But in my ear the old machine already
Begins to grate. They would not credit warning,
Or I would up and cry, Repent! I will.
Here is a fair gathering and I feel moved.
Mortals, Repent! the world is nigh to its end;
On its last legs and desperately sick.
See ye not how it reels round all day long?
Oh! here’s a ranter. Come, here’s fun. Amen!
I know the church service by heart.
Be off!
You’ll serve the church by keeping out of it.
I am a preacher come to tell ye truth.
I tell ye too there is no time to be lost;
So fold your souls up neatly, while ye may;
Direct to God in Heaven; or some one else
May seize them, seal them, send them—you know where.

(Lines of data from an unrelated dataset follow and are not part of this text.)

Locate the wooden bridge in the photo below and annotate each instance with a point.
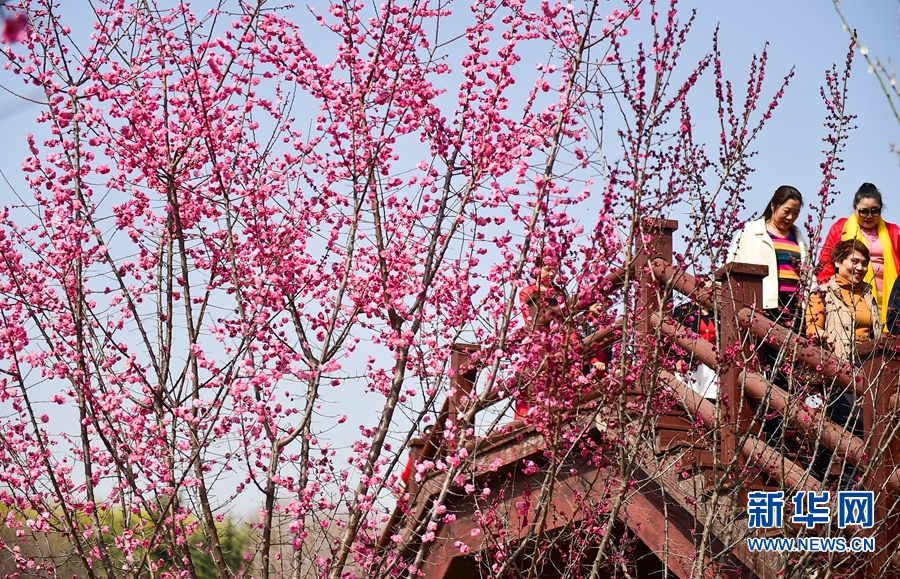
(683, 502)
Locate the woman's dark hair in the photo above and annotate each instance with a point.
(846, 248)
(782, 195)
(867, 191)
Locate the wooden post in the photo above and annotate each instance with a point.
(741, 287)
(654, 240)
(463, 374)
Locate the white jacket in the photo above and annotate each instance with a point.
(753, 245)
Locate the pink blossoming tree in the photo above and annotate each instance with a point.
(233, 225)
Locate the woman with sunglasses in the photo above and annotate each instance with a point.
(880, 237)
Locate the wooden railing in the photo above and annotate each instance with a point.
(741, 326)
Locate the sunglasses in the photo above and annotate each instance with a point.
(869, 212)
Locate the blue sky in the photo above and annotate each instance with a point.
(809, 35)
(805, 34)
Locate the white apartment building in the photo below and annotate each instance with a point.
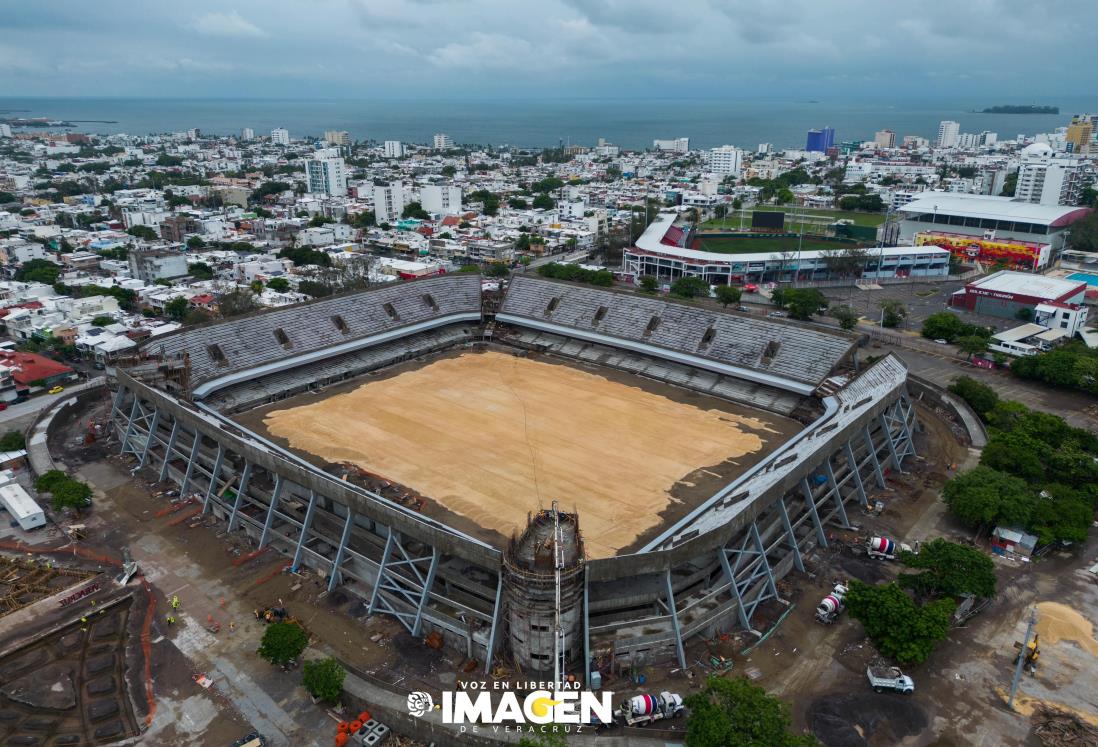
(441, 200)
(726, 160)
(388, 202)
(675, 145)
(1048, 180)
(949, 134)
(326, 174)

The world must end. I weep to think of it.
But you, you laugh! I knew ye would. I know
Men never will be wise till they are fools
For ever. Laugh away! The time will come,
When tears of fire are trickling from your eyes,
Ye will blame yourselves for having laughed at me.
I warn ye, men: prepare! repent! be saved!
I warn ye, not because I love, but know ye.
God will dissolve the world, as she of old
Her pearl, within His cup and swallow ye
In wrath: although to taste ye would be poison,
And death and suicide to aught but God.
Again I warn ye. Save himself who can!
Do ye not oft begin to seek salvation?
You? you? and fail, as oft, to find? Sink? Cease?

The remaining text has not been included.